According to new data from Equifax Touchstone, there has been a 26.2% fall in buy-to-let mortgage sales during March. This equates to a £1.04bn drop despite an expected surge of business before the new stamp duty rules kicked in.

The report highlighted that residential sales were up 1.4% on February to £12.95bn, the highest month sales figures since the 2008 market crash.
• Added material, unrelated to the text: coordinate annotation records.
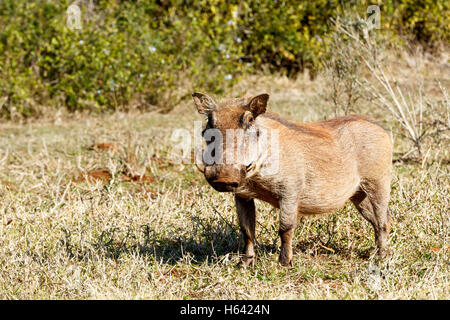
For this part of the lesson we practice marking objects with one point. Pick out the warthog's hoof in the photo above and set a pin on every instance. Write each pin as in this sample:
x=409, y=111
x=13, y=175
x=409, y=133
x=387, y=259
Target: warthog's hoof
x=285, y=261
x=247, y=261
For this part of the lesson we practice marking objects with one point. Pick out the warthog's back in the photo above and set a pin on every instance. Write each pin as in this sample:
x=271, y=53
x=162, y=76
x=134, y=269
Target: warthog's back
x=329, y=160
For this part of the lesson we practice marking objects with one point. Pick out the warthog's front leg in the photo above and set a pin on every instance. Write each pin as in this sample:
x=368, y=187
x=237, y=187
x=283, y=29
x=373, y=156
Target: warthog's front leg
x=246, y=213
x=288, y=222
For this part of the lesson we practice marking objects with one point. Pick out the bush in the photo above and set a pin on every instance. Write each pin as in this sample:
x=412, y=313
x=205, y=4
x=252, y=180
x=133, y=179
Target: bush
x=150, y=54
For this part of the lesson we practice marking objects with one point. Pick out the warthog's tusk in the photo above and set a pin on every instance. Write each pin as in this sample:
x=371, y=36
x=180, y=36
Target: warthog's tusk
x=254, y=168
x=199, y=161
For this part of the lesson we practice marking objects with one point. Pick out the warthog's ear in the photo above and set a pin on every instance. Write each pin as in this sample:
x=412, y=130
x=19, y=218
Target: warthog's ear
x=258, y=104
x=204, y=103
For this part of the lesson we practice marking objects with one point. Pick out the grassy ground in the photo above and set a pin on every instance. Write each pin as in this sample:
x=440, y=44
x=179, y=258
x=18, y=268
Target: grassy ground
x=92, y=207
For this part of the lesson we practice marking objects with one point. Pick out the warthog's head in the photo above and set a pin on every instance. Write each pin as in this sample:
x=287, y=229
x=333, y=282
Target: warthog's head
x=230, y=134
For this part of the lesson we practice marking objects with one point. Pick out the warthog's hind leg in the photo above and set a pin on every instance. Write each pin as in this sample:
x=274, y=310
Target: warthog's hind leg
x=373, y=206
x=288, y=222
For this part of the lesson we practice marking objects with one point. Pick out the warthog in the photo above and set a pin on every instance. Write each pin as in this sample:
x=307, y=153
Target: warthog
x=321, y=166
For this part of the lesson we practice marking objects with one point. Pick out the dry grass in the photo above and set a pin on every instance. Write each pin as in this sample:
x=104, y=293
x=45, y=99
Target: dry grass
x=93, y=208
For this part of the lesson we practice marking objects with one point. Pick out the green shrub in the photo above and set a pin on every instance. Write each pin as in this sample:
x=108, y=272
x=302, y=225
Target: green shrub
x=150, y=54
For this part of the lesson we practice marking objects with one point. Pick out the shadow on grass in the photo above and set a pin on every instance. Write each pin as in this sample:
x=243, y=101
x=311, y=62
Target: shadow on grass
x=209, y=240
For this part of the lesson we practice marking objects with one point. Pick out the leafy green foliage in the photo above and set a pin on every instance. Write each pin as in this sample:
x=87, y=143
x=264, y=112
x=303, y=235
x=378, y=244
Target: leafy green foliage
x=151, y=54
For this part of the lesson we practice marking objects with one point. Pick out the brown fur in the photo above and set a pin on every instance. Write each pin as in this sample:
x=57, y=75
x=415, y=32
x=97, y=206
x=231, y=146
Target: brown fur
x=322, y=166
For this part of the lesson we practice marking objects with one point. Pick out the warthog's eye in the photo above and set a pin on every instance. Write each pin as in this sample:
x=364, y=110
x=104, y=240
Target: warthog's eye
x=247, y=119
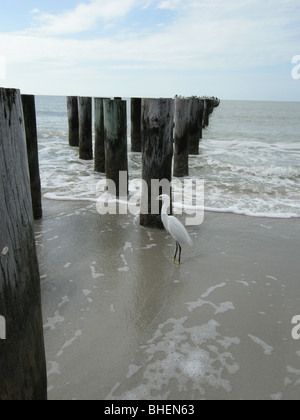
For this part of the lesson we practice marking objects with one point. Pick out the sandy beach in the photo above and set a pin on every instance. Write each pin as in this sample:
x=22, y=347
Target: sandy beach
x=122, y=321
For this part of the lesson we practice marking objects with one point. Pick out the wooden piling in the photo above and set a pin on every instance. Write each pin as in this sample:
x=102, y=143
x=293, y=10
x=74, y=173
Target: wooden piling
x=22, y=361
x=136, y=130
x=195, y=132
x=85, y=128
x=28, y=103
x=206, y=113
x=157, y=154
x=181, y=137
x=73, y=121
x=115, y=138
x=99, y=136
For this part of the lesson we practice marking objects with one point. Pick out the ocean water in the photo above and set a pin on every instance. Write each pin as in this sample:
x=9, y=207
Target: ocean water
x=249, y=158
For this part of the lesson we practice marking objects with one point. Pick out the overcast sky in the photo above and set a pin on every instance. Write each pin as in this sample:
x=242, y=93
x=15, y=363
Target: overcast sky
x=233, y=49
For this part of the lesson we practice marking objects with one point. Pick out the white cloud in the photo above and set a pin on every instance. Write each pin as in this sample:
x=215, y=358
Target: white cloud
x=83, y=18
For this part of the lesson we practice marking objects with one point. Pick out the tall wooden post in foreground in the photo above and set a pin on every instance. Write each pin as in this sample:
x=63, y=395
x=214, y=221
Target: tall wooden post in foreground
x=99, y=136
x=22, y=354
x=73, y=121
x=136, y=131
x=181, y=137
x=195, y=125
x=157, y=154
x=115, y=137
x=85, y=128
x=28, y=103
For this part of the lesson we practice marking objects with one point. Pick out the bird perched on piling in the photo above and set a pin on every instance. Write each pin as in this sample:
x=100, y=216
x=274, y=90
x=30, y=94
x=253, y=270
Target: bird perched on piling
x=174, y=227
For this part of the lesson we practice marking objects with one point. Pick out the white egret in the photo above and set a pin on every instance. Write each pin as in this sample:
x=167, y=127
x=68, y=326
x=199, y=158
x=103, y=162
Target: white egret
x=174, y=227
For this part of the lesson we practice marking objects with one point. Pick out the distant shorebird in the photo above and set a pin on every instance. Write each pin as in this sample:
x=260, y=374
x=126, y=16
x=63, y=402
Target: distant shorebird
x=174, y=227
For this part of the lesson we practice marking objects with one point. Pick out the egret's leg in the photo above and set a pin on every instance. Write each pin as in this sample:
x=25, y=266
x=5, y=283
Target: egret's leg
x=179, y=259
x=176, y=251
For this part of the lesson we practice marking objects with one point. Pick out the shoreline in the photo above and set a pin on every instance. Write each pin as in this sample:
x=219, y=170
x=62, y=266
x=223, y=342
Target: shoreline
x=122, y=321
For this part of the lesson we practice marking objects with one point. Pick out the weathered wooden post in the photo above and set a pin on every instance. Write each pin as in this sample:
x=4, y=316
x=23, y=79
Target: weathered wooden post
x=136, y=130
x=99, y=136
x=206, y=113
x=22, y=354
x=157, y=155
x=28, y=103
x=85, y=128
x=115, y=138
x=73, y=121
x=181, y=137
x=195, y=126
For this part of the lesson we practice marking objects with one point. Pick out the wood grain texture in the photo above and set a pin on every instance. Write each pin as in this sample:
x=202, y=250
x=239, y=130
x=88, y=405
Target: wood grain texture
x=157, y=154
x=22, y=359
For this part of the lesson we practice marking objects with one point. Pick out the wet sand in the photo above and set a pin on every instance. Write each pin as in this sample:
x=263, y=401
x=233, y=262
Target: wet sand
x=122, y=321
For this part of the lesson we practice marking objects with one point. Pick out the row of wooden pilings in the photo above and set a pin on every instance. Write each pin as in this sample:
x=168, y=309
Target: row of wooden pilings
x=160, y=129
x=23, y=373
x=22, y=353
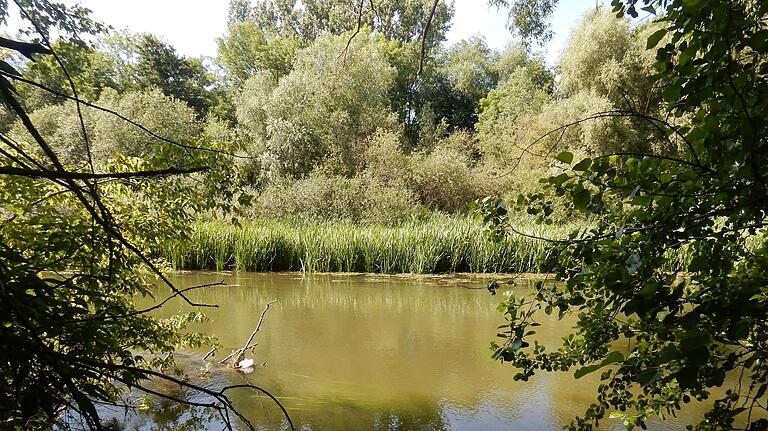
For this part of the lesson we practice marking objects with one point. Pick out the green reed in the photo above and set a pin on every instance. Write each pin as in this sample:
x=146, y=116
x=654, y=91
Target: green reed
x=439, y=245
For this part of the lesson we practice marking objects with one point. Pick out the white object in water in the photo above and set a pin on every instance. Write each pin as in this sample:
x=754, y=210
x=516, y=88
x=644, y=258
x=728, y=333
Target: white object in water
x=245, y=363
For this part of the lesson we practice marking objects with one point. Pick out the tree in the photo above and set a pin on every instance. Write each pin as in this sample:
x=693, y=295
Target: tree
x=90, y=70
x=247, y=50
x=528, y=17
x=76, y=245
x=159, y=66
x=399, y=20
x=662, y=328
x=324, y=110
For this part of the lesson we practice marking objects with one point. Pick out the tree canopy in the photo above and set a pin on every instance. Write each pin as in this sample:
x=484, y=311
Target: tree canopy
x=664, y=331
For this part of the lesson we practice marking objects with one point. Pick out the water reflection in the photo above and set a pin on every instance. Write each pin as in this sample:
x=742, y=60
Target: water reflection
x=381, y=353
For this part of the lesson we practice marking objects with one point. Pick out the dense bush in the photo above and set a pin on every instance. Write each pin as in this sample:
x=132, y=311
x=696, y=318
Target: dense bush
x=324, y=197
x=110, y=136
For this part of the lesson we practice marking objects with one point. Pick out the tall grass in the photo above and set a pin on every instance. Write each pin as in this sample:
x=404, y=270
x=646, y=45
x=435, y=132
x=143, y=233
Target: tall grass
x=439, y=245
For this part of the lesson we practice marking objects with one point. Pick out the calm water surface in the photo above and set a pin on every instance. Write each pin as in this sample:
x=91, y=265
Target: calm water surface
x=348, y=352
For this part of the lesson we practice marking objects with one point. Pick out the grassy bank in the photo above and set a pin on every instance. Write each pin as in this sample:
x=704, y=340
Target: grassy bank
x=439, y=245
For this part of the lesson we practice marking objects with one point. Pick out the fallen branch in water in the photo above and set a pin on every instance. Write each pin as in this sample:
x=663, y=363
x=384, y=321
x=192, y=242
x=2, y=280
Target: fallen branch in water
x=239, y=354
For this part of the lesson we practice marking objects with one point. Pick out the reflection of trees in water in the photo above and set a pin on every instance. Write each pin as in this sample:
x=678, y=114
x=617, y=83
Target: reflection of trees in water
x=159, y=414
x=168, y=415
x=420, y=415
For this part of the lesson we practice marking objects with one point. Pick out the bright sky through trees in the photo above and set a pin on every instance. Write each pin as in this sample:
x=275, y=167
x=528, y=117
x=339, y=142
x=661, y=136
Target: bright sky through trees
x=192, y=26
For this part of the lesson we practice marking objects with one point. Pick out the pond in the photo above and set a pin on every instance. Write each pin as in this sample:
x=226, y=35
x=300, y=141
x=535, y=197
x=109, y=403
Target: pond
x=387, y=353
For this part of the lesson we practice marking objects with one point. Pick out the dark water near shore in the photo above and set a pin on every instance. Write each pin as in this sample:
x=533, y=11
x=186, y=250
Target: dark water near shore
x=387, y=353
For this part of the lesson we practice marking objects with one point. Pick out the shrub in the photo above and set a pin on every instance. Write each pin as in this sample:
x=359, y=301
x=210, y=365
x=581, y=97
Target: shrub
x=335, y=198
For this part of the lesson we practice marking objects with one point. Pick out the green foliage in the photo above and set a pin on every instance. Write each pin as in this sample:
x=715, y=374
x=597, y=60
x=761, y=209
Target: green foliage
x=324, y=110
x=321, y=197
x=67, y=290
x=246, y=50
x=158, y=66
x=682, y=330
x=605, y=56
x=398, y=20
x=111, y=137
x=528, y=18
x=91, y=72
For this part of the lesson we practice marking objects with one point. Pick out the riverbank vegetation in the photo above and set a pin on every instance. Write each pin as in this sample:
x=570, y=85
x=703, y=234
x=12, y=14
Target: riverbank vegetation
x=346, y=136
x=440, y=245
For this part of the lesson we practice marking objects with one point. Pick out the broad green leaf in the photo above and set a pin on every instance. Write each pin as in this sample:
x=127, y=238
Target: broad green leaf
x=655, y=38
x=565, y=157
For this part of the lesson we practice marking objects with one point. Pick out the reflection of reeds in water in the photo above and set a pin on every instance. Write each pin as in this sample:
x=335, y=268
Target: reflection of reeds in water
x=437, y=246
x=436, y=295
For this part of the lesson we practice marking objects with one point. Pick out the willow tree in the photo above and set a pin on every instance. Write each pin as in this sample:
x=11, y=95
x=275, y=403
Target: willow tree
x=77, y=243
x=670, y=288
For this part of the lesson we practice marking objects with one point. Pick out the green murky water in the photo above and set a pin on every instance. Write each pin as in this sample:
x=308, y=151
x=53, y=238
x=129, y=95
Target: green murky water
x=388, y=353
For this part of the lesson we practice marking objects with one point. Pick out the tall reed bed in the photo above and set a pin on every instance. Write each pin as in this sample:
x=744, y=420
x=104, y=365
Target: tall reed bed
x=439, y=245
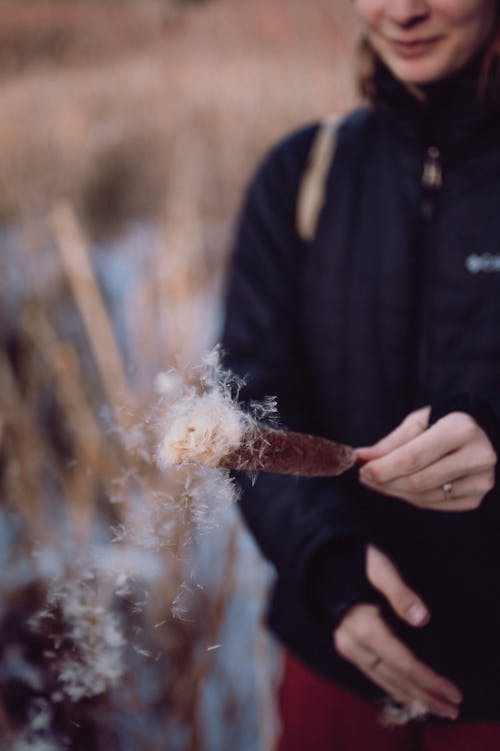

Combined, residential and buy-to-let sales for the intermediated market declined by 5.1% (-£855.7m) on the previous month.

Scotland was the only region to increase its mortgage sales in March while Northern Ireland saw the steepest fall, down by almost 20%. London followed, with a drop of almost 10% in mortgage sales on February.

The data from Equifax Touchstone, which covers 92% of the intermediated lending market, shows that the average value of a residential mortgage in March was £190,091 (2015: £179,187), and £157,819  for buy-to-let (2015: £151,753).

Iain Hill, Relationship Manager, Equifax Touchstone, said: “Recent buy-to-let mortgage flows indicate that borrowers took the advice of their lenders, and initiated transactions in good time to avoid an eleventh-hour panic.

The big question from here is, to what extent will the new stamp duty rates discourage investors from entering into new deals? With so much economic uncertainty, property remains an attractive investment option for many people. Given the rollercoaster first quarter of 2016, it will be interesting to see where sales trends go from here.”